Active scene recognition for programming by demonstration using next-best-view estimates from hierarchical Implicit Shape Models

We present an approach that combines passive scene understanding with object search in order to recognize scenes in indoor environments that cannot be perceived from a single point of view. Passive scene recognition is performed using Implicit Shape Models based on spatial relations between objects. ISMs, a variant of the Generalized Hough Transform, are extended to describe scenes as sets of objects with relations lying between them. Relations are expressed as six-degree-of-freedom (DoF) relative object poses. They are extracted from sensor recordings of human demonstrations of actions usually taking place in the corresponding scene. In a scene ISMs solely represent relations of n objects towards a common reference. Violations of other relations are not detectable. To overcome this limitation, we extend our scene model, using hierarchical agglomerative clustering, to a binary tree consisting of ISMs.
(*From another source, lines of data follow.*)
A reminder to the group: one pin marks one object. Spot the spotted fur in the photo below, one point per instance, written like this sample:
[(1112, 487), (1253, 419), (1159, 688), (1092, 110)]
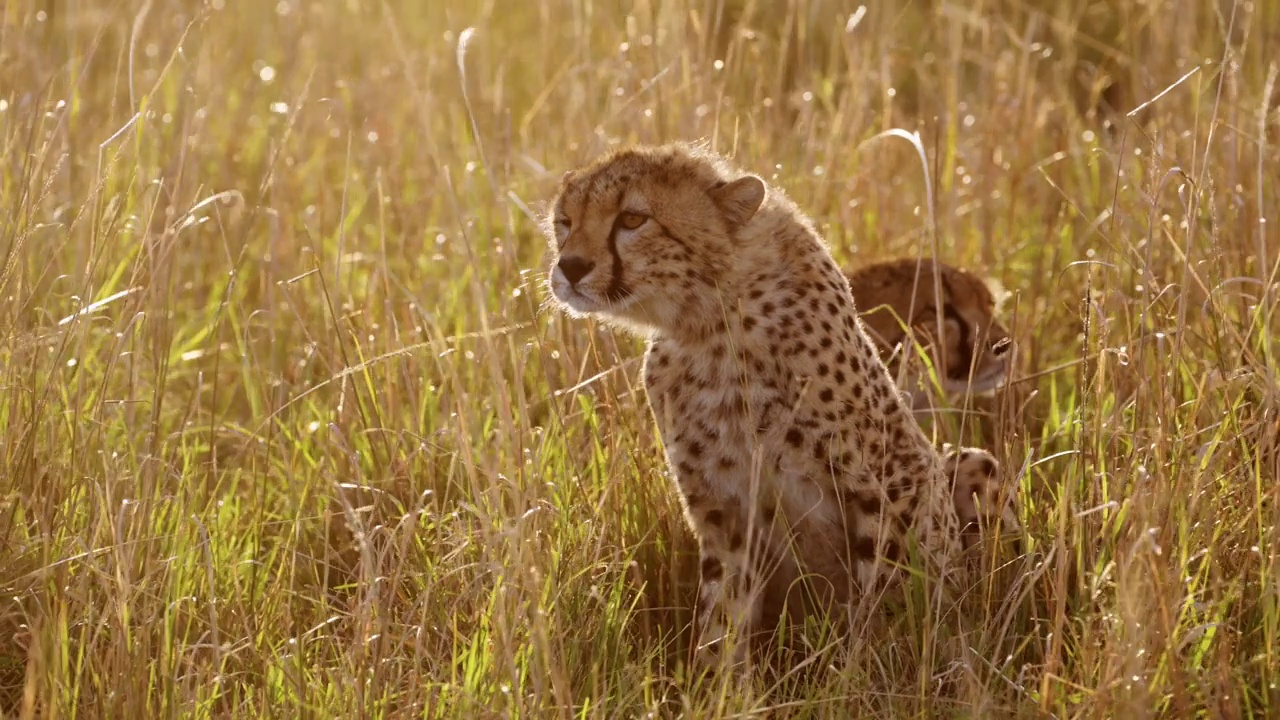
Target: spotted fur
[(792, 451), (982, 501), (899, 295)]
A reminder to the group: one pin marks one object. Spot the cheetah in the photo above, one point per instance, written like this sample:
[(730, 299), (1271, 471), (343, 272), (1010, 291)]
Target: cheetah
[(982, 502), (899, 294), (794, 455)]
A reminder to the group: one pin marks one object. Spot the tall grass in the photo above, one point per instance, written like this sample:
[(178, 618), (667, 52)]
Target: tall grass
[(287, 429)]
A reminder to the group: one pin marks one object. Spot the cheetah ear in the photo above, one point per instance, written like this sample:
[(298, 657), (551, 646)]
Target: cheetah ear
[(740, 199)]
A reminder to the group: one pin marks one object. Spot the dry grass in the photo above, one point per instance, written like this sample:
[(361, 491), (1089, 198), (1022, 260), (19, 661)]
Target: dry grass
[(286, 431)]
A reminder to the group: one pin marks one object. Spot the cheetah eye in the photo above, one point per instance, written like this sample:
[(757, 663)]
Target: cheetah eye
[(632, 220)]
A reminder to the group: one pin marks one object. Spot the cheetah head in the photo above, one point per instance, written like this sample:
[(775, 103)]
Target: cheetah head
[(976, 349), (641, 236)]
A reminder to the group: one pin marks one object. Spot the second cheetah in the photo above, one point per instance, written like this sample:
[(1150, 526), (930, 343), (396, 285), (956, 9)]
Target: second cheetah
[(792, 451)]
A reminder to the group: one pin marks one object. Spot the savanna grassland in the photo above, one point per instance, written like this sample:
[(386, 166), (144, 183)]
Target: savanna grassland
[(287, 428)]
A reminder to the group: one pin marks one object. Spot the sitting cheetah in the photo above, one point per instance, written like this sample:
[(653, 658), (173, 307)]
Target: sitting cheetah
[(790, 445), (900, 294)]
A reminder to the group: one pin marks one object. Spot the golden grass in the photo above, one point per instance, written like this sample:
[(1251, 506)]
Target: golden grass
[(286, 429)]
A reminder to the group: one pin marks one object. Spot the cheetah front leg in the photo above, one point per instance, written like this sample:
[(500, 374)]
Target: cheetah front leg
[(730, 580)]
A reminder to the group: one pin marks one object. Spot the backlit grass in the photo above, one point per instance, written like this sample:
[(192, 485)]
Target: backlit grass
[(288, 429)]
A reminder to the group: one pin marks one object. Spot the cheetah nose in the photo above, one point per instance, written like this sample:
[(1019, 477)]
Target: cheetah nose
[(575, 268)]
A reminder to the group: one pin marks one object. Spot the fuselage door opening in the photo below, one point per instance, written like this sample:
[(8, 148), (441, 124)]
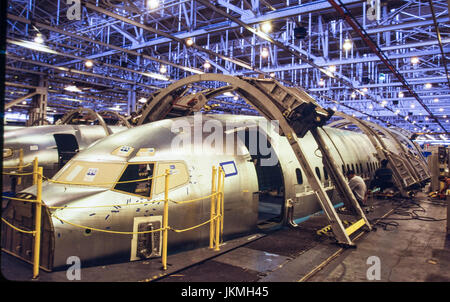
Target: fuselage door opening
[(271, 190), (67, 147)]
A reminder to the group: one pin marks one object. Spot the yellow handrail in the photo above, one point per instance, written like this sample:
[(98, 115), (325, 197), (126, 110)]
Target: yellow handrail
[(102, 184), (16, 228)]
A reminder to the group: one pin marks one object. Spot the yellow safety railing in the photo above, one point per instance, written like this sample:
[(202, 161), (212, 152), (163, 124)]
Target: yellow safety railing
[(37, 180), (215, 221)]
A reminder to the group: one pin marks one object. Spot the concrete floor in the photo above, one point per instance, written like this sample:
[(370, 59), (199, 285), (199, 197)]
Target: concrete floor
[(412, 252)]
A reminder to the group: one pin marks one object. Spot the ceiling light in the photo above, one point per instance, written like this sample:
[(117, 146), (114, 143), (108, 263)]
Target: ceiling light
[(152, 4), (347, 44), (39, 38), (72, 88), (266, 27), (414, 60), (189, 42)]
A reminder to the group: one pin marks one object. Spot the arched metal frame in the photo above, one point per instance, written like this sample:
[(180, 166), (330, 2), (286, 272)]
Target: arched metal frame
[(414, 166), (67, 118), (292, 108), (119, 117)]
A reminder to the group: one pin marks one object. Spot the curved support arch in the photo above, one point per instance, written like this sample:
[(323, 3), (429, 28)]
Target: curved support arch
[(69, 116), (36, 122), (121, 118)]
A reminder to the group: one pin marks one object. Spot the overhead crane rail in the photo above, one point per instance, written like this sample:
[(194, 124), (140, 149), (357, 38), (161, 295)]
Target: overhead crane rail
[(295, 110), (215, 221)]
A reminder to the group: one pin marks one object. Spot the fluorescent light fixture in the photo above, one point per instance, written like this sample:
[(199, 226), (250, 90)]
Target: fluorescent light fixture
[(32, 46), (347, 44), (72, 88), (206, 65), (414, 60), (155, 76), (39, 38), (152, 4), (266, 27), (189, 42)]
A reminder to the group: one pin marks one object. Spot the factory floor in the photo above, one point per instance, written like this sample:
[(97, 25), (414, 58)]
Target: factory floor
[(405, 249), (414, 251)]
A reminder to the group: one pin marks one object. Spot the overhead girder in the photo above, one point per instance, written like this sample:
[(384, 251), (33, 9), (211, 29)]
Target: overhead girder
[(296, 112), (407, 170)]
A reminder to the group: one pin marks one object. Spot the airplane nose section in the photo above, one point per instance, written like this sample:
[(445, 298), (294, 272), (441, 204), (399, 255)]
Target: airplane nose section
[(17, 236)]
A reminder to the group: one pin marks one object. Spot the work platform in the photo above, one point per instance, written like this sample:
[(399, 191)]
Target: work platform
[(415, 250)]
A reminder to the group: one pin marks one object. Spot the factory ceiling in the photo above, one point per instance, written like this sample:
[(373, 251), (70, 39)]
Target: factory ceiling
[(385, 62)]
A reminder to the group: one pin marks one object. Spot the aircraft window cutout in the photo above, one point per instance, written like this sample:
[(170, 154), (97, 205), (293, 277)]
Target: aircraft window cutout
[(136, 171), (298, 172)]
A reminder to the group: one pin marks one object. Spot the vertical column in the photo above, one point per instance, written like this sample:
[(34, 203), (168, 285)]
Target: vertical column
[(38, 112), (131, 100)]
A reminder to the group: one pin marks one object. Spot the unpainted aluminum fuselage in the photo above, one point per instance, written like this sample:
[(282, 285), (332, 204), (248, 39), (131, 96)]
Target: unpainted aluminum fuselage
[(241, 203)]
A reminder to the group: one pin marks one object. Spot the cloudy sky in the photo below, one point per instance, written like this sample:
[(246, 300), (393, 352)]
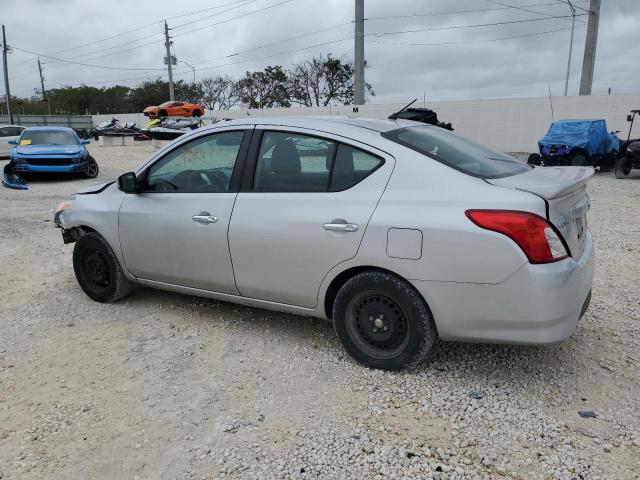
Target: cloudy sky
[(442, 47)]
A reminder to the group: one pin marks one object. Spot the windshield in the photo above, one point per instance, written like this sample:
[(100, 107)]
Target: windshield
[(457, 152), (50, 137)]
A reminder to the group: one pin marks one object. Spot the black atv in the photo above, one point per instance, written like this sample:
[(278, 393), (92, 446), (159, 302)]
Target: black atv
[(629, 157)]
Active scene recognition aims to simultaneously detect present scenes and look for objects these scenes consist of. For a pivoting stereo camera rig, we achieve this by performing recognition with ISMs in an object search loop using next-best-view (NBV) estimates. A criterion, on which we greedily choose views the rig shall adopt next, is the confidence to detect objects in them. In each step during the search, confidences on potential positions of objects, not found yet, are calculated based on the best available scene hypothesis. This is done by reversing the principle of ISMs and using spatial relations to predict potential object positions starting from the objects already detected.